Mit dem Eintreten der Regierenden, nachdem alle Betroffenen bereits auf ihren Plätzen saßen, gingen sie zu dem vorn aufgestellten Blumenarrangement, um eine würdevolle Geste abzuhalten. Hier wäre es schön gewesen, hätten sie sich zum Publikum gewandt, um uns als Betroffene mit einer entsprechenden Wertschätzung gegenüberzutreten.
Eine Stunde für das Gedenken
Frau Baerbock, als noch amtierende Außenministerin, eröffnete mit ihrer langen Rede von 26 Minuten die Gedenkstunde ab 14 Uhr, die für eine Stunde geplant war. Mit ihrer Ansprache wurden nicht etwa zuerst die wichtigsten Teilnehmer der Veranstaltung begrüßt, die Betroffenen von Terrorismus geschädigten Personen, sondern erst alle anwesenden Amtsträger der Bundesregierung. Mag es das Protokoll so vorsehen und der Etikette entsprechen, es ist dennoch nicht im Sinne der Betroffenen, die nur einmal im Jahr diese Aufmerksamkeit für ein gemeinschaftliches Gedenken bekommen.

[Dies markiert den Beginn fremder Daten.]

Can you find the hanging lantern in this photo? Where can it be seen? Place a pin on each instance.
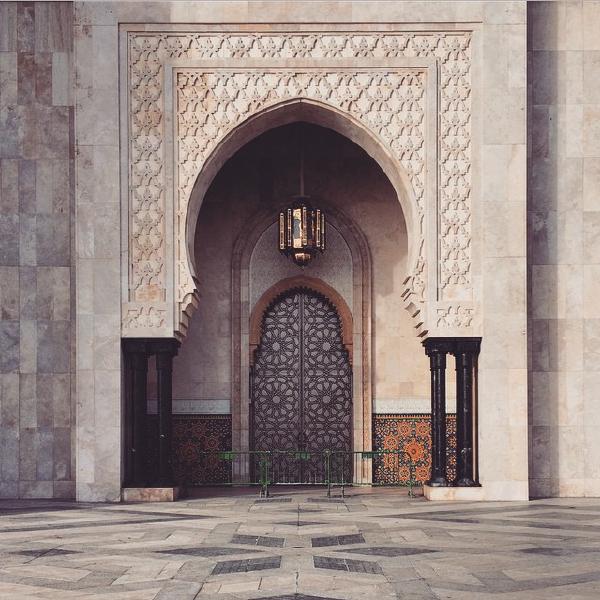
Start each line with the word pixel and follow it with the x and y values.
pixel 301 227
pixel 301 231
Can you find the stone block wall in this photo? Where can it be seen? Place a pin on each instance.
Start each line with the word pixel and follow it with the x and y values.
pixel 564 247
pixel 36 275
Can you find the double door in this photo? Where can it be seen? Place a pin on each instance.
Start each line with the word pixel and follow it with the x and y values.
pixel 302 388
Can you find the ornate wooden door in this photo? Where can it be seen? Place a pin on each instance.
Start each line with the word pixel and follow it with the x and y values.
pixel 302 384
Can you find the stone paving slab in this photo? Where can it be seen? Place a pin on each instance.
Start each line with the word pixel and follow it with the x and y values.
pixel 386 546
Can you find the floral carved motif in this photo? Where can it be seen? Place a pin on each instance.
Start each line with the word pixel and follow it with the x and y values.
pixel 458 317
pixel 389 102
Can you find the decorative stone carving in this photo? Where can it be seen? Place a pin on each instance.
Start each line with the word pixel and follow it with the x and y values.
pixel 455 317
pixel 144 317
pixel 212 100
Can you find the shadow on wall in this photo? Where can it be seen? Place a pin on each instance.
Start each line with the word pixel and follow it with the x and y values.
pixel 544 198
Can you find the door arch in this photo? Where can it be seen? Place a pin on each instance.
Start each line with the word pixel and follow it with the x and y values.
pixel 301 382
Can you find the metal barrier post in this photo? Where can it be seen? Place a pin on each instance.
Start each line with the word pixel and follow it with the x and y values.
pixel 328 472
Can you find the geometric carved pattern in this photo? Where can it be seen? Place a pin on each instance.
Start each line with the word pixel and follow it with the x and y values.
pixel 412 434
pixel 302 384
pixel 390 103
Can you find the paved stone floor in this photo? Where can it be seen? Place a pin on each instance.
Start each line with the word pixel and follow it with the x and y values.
pixel 372 544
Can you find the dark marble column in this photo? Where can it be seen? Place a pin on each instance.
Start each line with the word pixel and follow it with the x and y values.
pixel 465 352
pixel 165 350
pixel 136 376
pixel 436 349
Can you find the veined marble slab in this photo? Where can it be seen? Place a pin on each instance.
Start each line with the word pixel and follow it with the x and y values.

Ziel von Terrorismus ist es nicht, eine „Gesellschaft zu spalten“, sondern wahllos „weiche Ziele“ zu treffen, um möglichst viele Menschen zu töten. Es stimmt, dass wir uns dem Terrorismus entgegenstellen müssen, egal von welcher Seite, ob links- rechts, oder islamistisch orientierter Extremismus. Menschen, die unmittelbar zu Rettern von Leben wurden, fanden einen eigenen Platz und Anerkennung. Gut, dass diese einzelne „Heldentaten“ von Ersthelfern benannt wurden, deren unser aller Respekt gebührt.

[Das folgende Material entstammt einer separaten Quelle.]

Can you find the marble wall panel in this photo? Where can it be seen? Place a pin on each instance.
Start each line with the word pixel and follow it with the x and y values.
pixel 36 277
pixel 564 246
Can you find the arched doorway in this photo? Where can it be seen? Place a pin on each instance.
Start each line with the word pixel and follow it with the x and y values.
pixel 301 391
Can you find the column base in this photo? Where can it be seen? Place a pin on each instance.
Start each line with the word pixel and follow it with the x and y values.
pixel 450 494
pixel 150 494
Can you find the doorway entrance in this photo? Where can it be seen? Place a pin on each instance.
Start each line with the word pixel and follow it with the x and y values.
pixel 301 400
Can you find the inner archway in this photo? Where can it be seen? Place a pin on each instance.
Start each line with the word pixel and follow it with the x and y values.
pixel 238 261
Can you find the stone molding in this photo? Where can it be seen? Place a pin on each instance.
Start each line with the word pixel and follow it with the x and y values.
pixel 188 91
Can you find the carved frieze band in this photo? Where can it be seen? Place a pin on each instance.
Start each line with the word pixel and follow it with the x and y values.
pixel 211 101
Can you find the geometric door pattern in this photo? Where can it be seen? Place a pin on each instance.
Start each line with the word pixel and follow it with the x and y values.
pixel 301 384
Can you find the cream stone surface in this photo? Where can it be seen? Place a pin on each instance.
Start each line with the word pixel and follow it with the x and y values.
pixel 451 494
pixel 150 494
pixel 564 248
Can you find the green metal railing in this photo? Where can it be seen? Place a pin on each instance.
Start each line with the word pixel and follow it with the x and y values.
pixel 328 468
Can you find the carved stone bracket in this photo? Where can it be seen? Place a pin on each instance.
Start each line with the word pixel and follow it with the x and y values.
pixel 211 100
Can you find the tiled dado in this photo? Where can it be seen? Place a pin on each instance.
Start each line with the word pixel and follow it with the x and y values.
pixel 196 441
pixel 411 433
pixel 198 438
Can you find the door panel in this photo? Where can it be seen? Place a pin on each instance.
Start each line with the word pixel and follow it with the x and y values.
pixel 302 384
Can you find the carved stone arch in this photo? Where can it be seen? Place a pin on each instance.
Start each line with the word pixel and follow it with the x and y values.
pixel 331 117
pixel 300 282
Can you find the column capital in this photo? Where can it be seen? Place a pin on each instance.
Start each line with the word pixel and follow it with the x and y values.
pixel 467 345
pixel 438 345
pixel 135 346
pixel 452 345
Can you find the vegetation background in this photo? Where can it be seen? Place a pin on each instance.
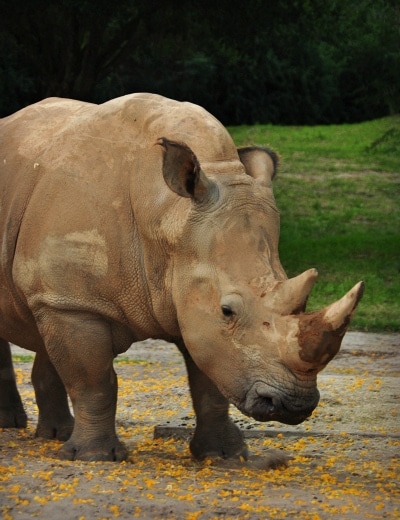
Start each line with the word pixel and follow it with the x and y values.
pixel 259 61
pixel 318 81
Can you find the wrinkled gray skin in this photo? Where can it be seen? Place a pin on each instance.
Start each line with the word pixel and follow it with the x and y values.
pixel 139 219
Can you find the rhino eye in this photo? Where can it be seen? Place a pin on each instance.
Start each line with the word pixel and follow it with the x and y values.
pixel 227 311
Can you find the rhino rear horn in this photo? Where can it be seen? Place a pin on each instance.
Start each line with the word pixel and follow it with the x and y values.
pixel 321 332
pixel 290 296
pixel 182 172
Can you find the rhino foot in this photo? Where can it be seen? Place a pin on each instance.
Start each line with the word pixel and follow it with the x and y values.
pixel 96 450
pixel 219 440
pixel 14 417
pixel 60 430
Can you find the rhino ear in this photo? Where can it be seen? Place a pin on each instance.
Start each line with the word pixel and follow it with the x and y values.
pixel 260 163
pixel 182 172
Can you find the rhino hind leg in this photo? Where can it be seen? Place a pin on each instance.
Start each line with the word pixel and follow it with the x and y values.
pixel 12 413
pixel 215 434
pixel 80 347
pixel 55 419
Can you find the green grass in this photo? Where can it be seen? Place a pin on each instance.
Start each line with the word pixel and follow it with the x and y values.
pixel 338 191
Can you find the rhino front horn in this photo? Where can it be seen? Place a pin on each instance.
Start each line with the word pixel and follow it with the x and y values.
pixel 321 332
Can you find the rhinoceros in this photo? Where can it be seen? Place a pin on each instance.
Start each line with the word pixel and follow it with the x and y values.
pixel 139 218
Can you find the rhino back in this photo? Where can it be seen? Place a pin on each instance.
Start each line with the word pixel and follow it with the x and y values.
pixel 81 185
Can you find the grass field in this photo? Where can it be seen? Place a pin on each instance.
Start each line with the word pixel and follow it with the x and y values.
pixel 338 191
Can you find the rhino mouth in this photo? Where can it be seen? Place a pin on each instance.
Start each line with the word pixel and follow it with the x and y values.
pixel 264 403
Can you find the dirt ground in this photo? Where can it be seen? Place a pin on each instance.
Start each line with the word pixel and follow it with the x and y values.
pixel 344 461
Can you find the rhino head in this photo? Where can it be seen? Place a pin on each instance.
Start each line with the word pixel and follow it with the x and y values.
pixel 243 321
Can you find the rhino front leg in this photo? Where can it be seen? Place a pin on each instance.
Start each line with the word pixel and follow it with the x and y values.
pixel 81 349
pixel 55 419
pixel 215 433
pixel 12 413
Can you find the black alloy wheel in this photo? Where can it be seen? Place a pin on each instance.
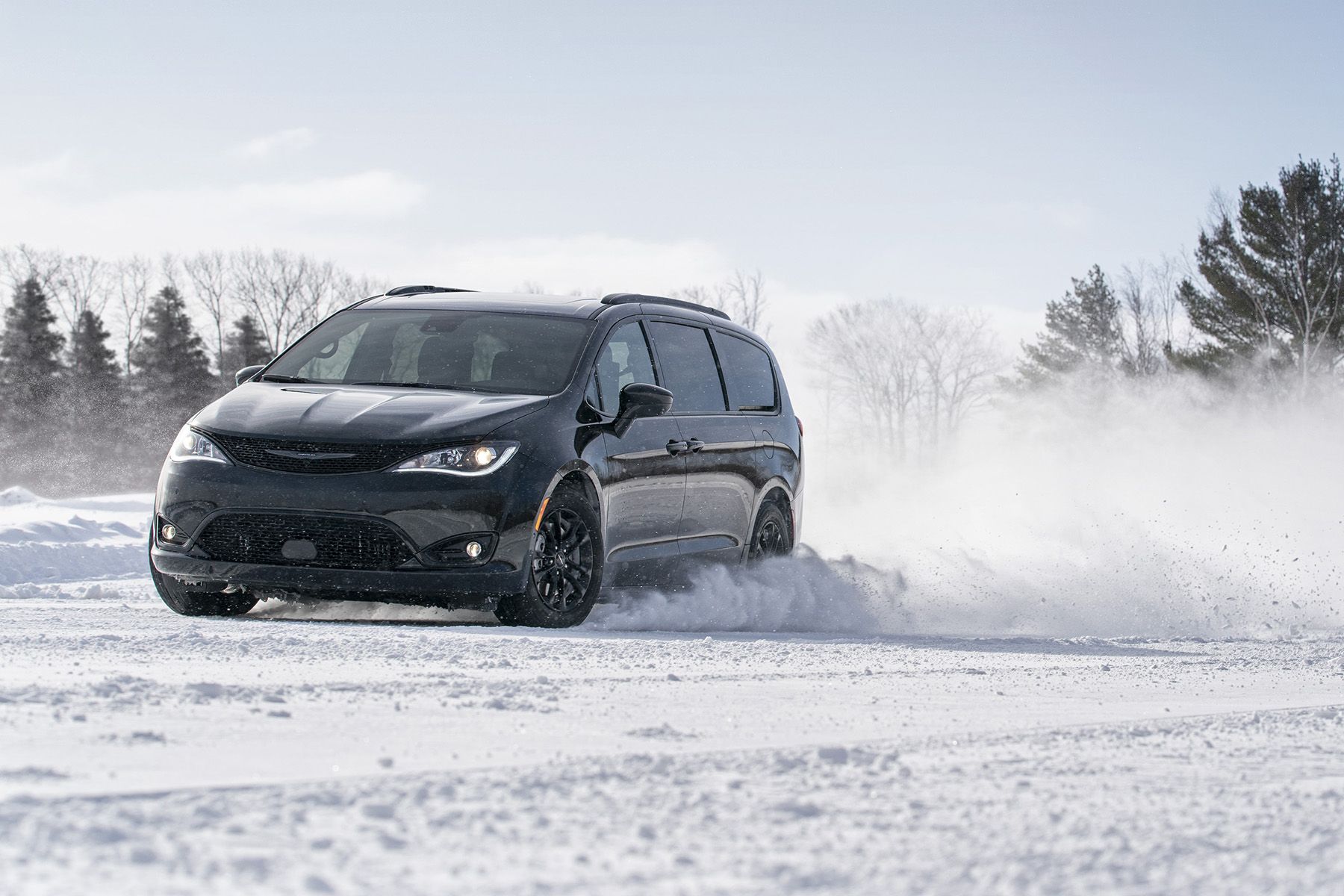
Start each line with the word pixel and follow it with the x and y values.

Anerkennungswerte Leistungen
Des Weiteren wäre es schön gewesen, wenn ein nationales Projekt den Weg in die Rede gefunden hätte- und nicht die Darstellung einer norwegischen Expertise, die dennoch als sehr gutes Beispiel im internationalen Rahmen gilt. Gibt es doch so anerkennenswerte Leistungen im Ehrenamt, die bereits in der Opferhilfe zu dokumentieren sind.
Mit dem 2. Teil der Gedenkstunde kam es zu Gesprächen mit Betroffenen auf dem Podium, die im Ausland Opfer von Terrorismus wurden. Einige positive, aber auch negative Stimmungen kamen zum Ausdruck, welche im Zusammenhang des eigenen Falles standen. Selbstorganisation und Eigeninitiative waren in der Vergangenheit gefragt; auch in Zeiten, in der Digitalisierung und schnelle Kommunikationswege noch nicht möglich waren.
Spärliche Versorgung
Kritisiert wurde der mangelhafte Umgang mit den Betroffenen, aber auch die spärliche Versorgung mit einer Opferentschädigungsrente. Mit einer Aussage von Bundesinnenministerin Nancy Faeser sei man hier „am Überlegen, eine dauerhafte Lösung“ zu finden. Dass diese Äußerung nach nunmehr so vielen Jahren an Kritik von vielen Betroffenen kommt, ist vielen Gästen im Saal bitter aufgestoßen.
Fünf Minuten für den Bundesopferbeauftragten
Zum Abschluss sprach der Bundesopferbeauftragte Hr. Weber, welcher uns als Betroffene als Erstes ansprach, und die letzten fünf Minuten der Gedenkstunde für seine Rede zur Verfügung bekam. Obwohl er nur das Schlusswort sprechen konnte, bedankte er sich bei den Ersthelfern, wie Seelsorgern und Einsatzkräften, sowie bei den direkten Betroffenen, die ihre Erfahrungen an diesem Tag teilten, sowohl live auf dem Podium als auch in den filmischen Beiträgen.